The IFS said the recent fall in stock markets has reduced the wealth of those with DC pension pots invested in equities.

It warned that if equity prices do not recover, or do not do so by the time people need to draw on the savings they have built up, then people with pensions invested in equities will either need to make do with less in their retirements, delay their retirement, or save more to fill the gap.

It said people who are already retired and are drawing down pension savings, rather than taking an annuity, will also be hit – and people making flexible withdrawals from pensions invested in equities will either have to scale back what they take out or see their pension pot permanently reduced as a result of the crisis.

David Sturrock, a senior research economist at IFS, said: “The recent fall in the stock market is likely to hit the future retirement incomes of a lot of people.

“It will also hit many pensioners already relying on defined contribution pensions.
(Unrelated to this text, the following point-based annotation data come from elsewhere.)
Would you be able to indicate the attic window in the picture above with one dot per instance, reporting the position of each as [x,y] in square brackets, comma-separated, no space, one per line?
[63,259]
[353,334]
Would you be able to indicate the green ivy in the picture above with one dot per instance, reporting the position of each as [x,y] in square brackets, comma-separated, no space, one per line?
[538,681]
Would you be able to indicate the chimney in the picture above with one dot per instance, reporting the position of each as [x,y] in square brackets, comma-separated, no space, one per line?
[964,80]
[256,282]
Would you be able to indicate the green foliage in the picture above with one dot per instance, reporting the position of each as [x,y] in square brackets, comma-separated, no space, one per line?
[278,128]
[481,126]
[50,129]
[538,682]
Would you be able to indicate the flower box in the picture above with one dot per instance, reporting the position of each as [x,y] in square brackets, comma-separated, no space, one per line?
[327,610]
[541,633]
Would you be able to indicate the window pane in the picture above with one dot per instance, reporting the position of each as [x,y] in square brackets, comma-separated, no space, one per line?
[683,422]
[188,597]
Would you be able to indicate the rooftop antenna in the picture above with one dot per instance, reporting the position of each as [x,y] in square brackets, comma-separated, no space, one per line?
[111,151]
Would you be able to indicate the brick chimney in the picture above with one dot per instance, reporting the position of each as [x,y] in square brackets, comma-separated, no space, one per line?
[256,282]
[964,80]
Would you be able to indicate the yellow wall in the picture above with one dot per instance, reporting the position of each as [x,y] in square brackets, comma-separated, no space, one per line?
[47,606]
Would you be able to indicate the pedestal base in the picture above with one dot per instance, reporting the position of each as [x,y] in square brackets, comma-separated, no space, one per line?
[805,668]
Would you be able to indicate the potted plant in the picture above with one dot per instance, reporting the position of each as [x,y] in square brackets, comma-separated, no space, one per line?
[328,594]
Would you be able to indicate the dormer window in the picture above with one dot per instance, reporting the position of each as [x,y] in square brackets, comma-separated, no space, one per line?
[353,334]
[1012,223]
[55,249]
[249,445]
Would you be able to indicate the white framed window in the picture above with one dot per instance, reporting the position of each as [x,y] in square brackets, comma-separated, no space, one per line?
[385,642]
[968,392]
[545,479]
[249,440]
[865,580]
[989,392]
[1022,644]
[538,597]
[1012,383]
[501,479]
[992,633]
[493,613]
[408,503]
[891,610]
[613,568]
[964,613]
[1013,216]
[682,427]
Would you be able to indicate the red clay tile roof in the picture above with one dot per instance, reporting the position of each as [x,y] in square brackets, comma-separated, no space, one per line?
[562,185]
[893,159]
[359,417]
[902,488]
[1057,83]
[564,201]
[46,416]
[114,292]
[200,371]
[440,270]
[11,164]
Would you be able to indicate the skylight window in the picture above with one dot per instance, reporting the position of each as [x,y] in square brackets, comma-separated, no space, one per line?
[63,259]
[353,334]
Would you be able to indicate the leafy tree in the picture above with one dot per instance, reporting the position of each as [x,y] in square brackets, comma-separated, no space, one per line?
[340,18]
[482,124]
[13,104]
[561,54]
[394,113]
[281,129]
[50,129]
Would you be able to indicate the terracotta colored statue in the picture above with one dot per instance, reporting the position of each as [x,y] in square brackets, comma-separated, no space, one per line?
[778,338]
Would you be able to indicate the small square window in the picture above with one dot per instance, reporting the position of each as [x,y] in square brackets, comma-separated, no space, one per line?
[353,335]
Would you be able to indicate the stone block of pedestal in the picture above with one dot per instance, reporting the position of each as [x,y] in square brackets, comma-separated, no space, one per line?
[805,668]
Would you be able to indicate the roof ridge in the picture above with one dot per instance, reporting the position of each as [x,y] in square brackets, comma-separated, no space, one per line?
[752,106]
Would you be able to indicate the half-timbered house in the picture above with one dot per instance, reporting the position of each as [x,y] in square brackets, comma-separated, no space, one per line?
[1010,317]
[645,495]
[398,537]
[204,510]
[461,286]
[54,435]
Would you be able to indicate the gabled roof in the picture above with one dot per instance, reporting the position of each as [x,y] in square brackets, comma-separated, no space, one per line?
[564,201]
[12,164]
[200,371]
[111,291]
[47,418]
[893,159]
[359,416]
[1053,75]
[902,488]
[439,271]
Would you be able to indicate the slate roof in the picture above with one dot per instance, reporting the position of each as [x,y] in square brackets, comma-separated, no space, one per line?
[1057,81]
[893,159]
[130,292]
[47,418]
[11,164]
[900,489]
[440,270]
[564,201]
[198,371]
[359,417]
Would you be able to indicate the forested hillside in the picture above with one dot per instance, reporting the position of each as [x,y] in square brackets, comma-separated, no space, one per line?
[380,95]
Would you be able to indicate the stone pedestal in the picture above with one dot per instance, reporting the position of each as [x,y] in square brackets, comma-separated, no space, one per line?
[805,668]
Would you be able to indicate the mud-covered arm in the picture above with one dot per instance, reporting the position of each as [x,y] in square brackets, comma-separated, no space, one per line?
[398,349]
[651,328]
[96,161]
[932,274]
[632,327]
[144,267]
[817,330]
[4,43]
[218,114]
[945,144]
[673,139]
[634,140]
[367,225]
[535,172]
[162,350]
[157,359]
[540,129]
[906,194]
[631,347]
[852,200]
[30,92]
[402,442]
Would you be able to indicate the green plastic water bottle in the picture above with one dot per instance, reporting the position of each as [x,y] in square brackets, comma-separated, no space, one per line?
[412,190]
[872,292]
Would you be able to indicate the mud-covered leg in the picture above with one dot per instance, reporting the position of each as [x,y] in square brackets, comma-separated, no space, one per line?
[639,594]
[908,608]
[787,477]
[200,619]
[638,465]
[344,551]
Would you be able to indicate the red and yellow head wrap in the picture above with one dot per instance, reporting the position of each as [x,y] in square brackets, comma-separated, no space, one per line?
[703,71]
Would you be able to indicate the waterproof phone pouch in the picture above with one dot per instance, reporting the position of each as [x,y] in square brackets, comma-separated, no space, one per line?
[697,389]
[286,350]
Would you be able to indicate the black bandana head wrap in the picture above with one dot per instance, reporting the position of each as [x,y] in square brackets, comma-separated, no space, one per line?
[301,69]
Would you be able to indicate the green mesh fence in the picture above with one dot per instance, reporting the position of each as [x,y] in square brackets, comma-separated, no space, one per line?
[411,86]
Since 2015 they have not had to take an annuity and many are instead drawing down income from their retirement pots.

“They are likely to be permanently worse off in retirement than they expected even if the stock market returns to where it would have been, and much worse off if it does not.”

Nathan Long, interim head of policy at Hargreaves Lansdown said: “It is important to note that the number of people using pension freedom is being added to every year, as successive cohorts reach retirement, so you’d expect the withdrawal values to increase year on year; these numbers are in line with that trend.

“However, investors should be especially mindful at this time of cashing in investments after significant market falls and for some, it may make sense to hold back until the present economic turmoil subsides.

“We’ve seen some early evidence of drawdown investors scaling their withdrawals back slightly during the coronavirus-inspired market falls.

“If this proves to be a false dawn and withdrawals continue to rise through the second quarter of 2020, that could be a warning sign of long-term damage being done to people’s retirement savings.”

Tom Selby, a senior analyst at AJ Bell, said: “Independent research commissioned by AJ Bell suggests one in 10 over-55s have already accelerated plans to access their pension as a result of Covid-19. Anyone going down this route needs to think carefully about the sustainability of their retirement income strategy.

“Others will be considering deferring retirement or reducing their withdrawals in order to avoid ‘selling on the dip’ and to ensure they don’t risk running out of money in later life.

“In both cases the key message to investors is to stay calm and make sure you understand the long-term impact of the decisions you are taking today.”

Alistair McQueen, head of savings and retirement at Aviva said: “Aviva has been encouraging its customers to keep calm, focus on the longer-term and seek help from services such as the Government’s Pension Wise service.”